There’s a reason the ancients spent a lot of time working out these things (without calculus in its modern form, which made it all the harder), and it was only until Fermat’s time that the ideas behind probability were developed. That is what I mean by “fundamental”; not in the sense of foundational to the logical structure of mathematics, but in the sense of “anyone that is familiar even with the slightest bit of math has thought about this, even in a minor way”.
I don’t think we disagree on what should be taught in high school (because I don’t really have any firm opinions on that). But I think people advocating discrete over continuous, or probability/statistics over calculus, often miss that it is not the theorems per se that is important, but the way of thinking. And the calculus way of thinking (which involves comparing quantities that get larger or smaller, or ratios thereof, and approximating quantities and taking the limit) is just fundamental to a lot of mathematics in a way that probability is not. And even in probability (some would say *particularly* ), the calculus way of thinking is key, once one moves beyond the basics and either tackles harder theory or tries to put the basics into practice (for example, computing a binomial probability for large exponents).
I’m not saying caculus is useless to computer scientists. I have a PhD in CS and considered going into analysis of algorithms with Knuth as my adviser. I know (or knew) the uses for calculus in discrete math, and calculus is not central to combinatorics. Useful, yes, central, no. The main reason for using calculus to make approximations in combinatorics is that integration is a hell of a lot easier than summation for a lot of cases.
I am not claiming that probability is central to mathematics. Indeed I got an MS in math and PhD in computer science without any formal training in probability and statistics. What I’m claiming is that probability and statistics are more *important* for most people to know than mathematics is. People need enough math to understand probability (about Algebra 1), but unless they are continuing in a STEM field they don’t need much more.

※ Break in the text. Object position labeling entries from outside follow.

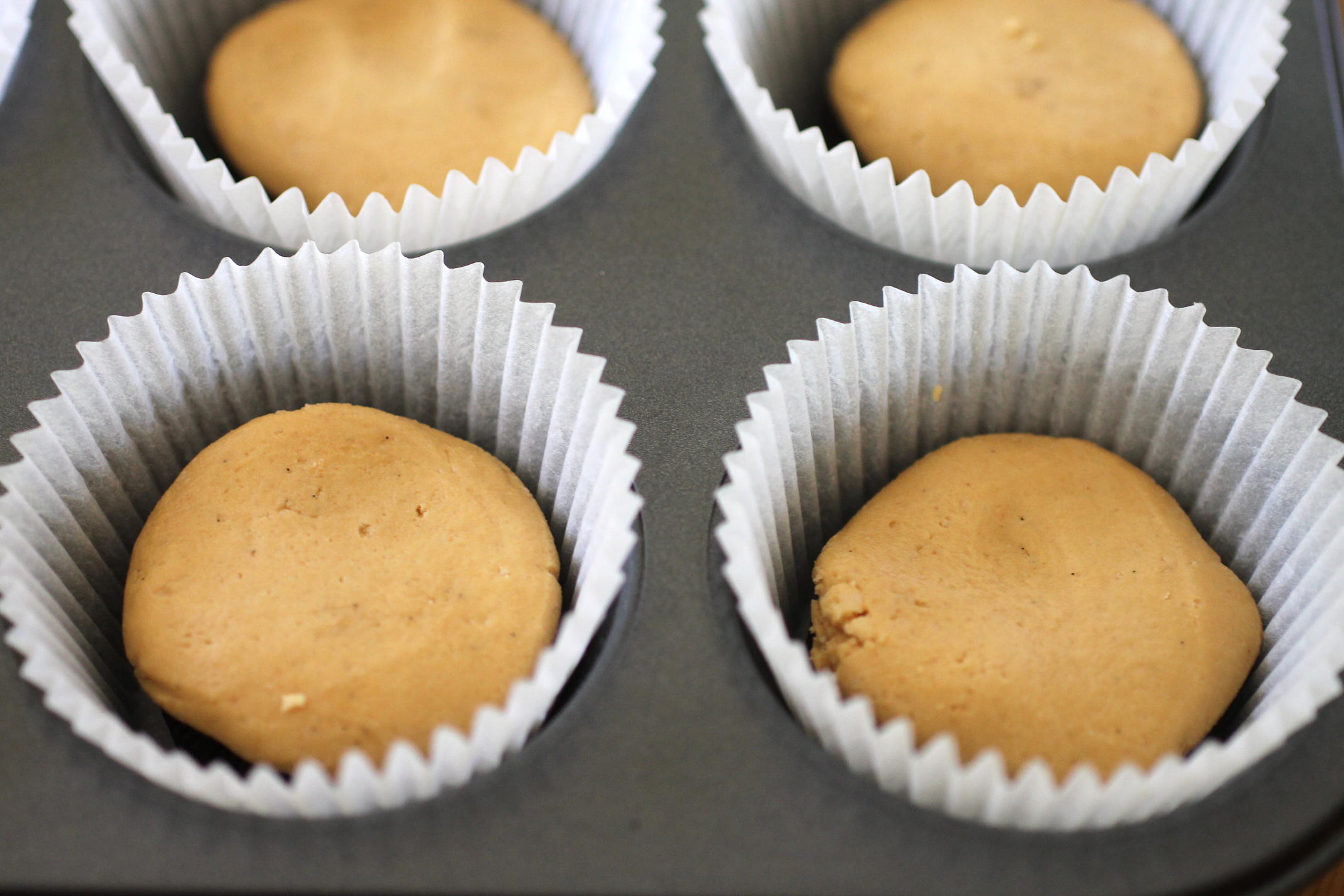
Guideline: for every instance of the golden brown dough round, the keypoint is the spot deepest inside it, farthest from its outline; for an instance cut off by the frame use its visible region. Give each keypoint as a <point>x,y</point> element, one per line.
<point>335,578</point>
<point>1015,92</point>
<point>354,97</point>
<point>1035,594</point>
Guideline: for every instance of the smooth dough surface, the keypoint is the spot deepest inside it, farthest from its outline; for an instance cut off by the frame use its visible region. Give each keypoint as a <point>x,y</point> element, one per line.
<point>338,576</point>
<point>1035,594</point>
<point>354,97</point>
<point>1015,92</point>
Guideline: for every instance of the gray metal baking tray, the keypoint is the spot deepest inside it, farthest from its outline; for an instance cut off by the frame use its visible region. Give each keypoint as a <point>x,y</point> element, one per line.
<point>674,768</point>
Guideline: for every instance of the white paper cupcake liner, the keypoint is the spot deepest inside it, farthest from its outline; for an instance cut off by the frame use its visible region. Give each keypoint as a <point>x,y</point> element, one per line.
<point>773,57</point>
<point>152,54</point>
<point>15,16</point>
<point>1062,355</point>
<point>409,336</point>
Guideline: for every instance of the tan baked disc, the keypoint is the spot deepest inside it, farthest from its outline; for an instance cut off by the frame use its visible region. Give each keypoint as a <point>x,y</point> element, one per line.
<point>1015,92</point>
<point>1039,595</point>
<point>337,578</point>
<point>354,97</point>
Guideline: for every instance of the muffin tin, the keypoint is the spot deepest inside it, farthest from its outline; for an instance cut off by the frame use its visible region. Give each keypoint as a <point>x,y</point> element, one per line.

Now, my son is planning to go into a STEM field, so he’ll be getting a lot more math that minimum, and calculus is important for him. I think it is important that calculus be taught in high schools, since we need people trained in STEM fields. But I think it is a major failing of our educational system that most people have so little understanding of probability that they can’t understand lotteries or risk assessment. I have heard from high school teachers that the tiny amounts of probabilities included in the textbooks and standards are usually the first thing that gets dropped from the curriculum, when it is probably the most important thing for most students to learn in their math classes.